Estátua de Camilo Castelo Branco no Porto agarrado a mulher nua.

Estátua de Camilo Castelo Branco no Porto.

A estátua de Camilo Castelo Branco agarrado a uma mulher nua que está no Largo Amor de Perdição, no Porto, está no meio de uma controvérsia. O presidente da Câmara, Rui Moreira, ordenou a sua retirada após uma petição que a considera “pornográfica”. Mas há outra petição contra a sua remoção.

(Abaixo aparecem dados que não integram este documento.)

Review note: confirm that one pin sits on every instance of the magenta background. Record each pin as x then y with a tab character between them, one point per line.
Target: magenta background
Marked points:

Várias personalidades do Porto juntaram-se numa petição pública para pedirem a retirada da estátua de Camilo Castelo Branco do outrora Campo Mártires da Pátria que foi renomeado Largo do Amor de Perdição, em homenagem à obra mais conhecida do escritor.

A petição reúne 37 signatários, nomeadamente o escritor Mário Cláudio, a vereadora da CDU na autarquia Ilda Figueiredo e o advogado e ex-político do CDS António Lobo Xavier, que justificam o desejo de retirada da estátua com o “desgosto estético” e a “desaprovação moral”.

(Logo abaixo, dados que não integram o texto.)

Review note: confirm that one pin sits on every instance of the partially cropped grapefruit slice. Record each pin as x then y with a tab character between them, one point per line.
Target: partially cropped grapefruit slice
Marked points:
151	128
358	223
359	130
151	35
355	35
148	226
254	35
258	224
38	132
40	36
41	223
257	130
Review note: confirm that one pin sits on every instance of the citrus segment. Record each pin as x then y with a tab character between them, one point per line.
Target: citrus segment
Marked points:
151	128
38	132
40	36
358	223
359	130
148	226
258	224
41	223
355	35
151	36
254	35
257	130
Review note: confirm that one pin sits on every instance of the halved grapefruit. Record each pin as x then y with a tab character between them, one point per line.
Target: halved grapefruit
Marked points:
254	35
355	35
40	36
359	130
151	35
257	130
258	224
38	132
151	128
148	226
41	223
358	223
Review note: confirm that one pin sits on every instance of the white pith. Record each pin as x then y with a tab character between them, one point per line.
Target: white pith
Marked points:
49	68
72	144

“O grande amor de Camilo foi Ana Plácido, cuja memória não merece o ultraje de se pôr o génio do “Amor de Perdição” e das “Novelas do Minho”, abraçado a um exemplar mais ou menos pornográfico“, apontam os autores da petição.

Assim, pedem “o favor higiénico de mandar desentulhar aquele belo Largo de tão lamentável peça”, para ser despejada “onde não possa agredir a memória de Camilo”.

Rui Moreira enviou esta petição para o vereador do Urbanismo, Pedro Baganha, acompanhada de uma nota que solicita a retirada da estátua.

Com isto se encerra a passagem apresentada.